La presentazione sarà un motivo di dibattito sulla situazione delle carceri, ne parleranno Pietro Cannella, Maria Antonietta Spadaro, Monica Capizzano, Anna Fici, Nunzio Brugognone, Fabio Savagnone, Connie Transirico, Marina Finettino. Una sessantina di immagini – nel volume di Kalòs sono molte di più – che raccontano le atmosfere e la quotidianità dell’Ucciardone, nel dialetto palermitano conosciuto come 'U Ciarduni. «Perché qui - spiegano Di Leonardo e Valenti - prima della nascita della fortezza di epoca borbonica, cresceva una piantagione di carduni, di carciofi. Il riferimento, più di uno, è visibile in una scultura in ferro all’interno della struttura».

Il carcere è un mondo a sé e questo si sa benissimo: regole scritte e non scritte, silenzi, gerarchia, spazi ristretti. Le sbarre dappertutto, anche nelle foto, segnano il distacco con la vita «fuori»: quello che avviene all’interno non è pienamente conoscibile. «Il carcere è fatto anche di muri di cinta, sbarre, chiavi, lunghi corridoi, suoni che echeggiano, radio accese qua e là, televisori ad alto volume, file di celle con tanti uomini e donne dentro. Quando si parla di carcere, a meno che non si abbia un’esperienza personale, non si può immaginarne quanto la società rifiuti in maniera netta il reo, sia prima sia dopo la scarcerazione», dice la criminologa Monica Capizzano. «Le fotografie dal carcere fanno riflettere su una realtà così inquietante e controversa del nostro universo sociale, sempre più liquido nella sua assenza di punti di riferimento», si legge nella introduzione di Kalòs.

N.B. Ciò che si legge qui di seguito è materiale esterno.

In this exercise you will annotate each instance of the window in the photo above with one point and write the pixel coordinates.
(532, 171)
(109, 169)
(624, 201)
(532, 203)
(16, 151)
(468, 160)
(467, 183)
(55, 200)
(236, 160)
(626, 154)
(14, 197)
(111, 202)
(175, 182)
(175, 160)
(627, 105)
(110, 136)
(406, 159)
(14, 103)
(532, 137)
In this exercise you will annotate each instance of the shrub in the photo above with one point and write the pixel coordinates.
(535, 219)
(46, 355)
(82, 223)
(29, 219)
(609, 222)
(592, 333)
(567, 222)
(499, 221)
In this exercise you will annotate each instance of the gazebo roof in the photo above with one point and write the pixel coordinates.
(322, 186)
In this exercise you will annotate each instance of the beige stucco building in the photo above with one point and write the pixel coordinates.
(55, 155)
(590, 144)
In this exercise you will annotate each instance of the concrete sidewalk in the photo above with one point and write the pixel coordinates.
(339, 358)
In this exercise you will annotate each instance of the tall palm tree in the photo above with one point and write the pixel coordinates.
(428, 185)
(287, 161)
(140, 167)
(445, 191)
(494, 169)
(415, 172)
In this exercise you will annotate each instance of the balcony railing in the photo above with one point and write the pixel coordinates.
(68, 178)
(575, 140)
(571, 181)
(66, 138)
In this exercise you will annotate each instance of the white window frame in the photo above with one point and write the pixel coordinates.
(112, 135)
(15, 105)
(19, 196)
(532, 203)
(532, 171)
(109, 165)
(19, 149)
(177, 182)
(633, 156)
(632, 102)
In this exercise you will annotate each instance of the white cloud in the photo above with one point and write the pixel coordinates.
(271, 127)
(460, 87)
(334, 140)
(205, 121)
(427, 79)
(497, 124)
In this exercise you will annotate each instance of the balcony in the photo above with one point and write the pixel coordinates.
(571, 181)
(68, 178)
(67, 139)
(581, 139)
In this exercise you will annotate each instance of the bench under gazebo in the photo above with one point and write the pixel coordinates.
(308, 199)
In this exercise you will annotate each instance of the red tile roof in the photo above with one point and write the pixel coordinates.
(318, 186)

Michele Di Leonardo e Salvo Valenti non cercano ovviamente l’inquadratura perfetta, il momento topico non esiste: sono racconti di quotidianità vissuta in uno spazio di pochi metri, dove ogni piano di appoggio viene utilizzato; dove ogni oggetto ha un valore diverso, libri ne appaiono pochi, e ricordi ancora meno. «Questi scatti hanno il puro scopo di registrare le atmosfere del luogo nella loro reiterata quotidianità - dice lo storico dell’arte Maria Antonietta Spadaro -. Non percepiamo turbamenti, agitazioni di sorta; certo trascorrere ogni giorno un tempo scandito da rigidi ritmi precostituiti, può portare alla rassegnazione ma anche alla follia». Le fotografie raccolgono momenti diversi, senza alcuna voglia di scattare un’immagine bella: il riposo dei detenuti, la vita nella cella, il relax di una partita a carte, il cibo, la messa domenicale, il rapporto con il sacerdote.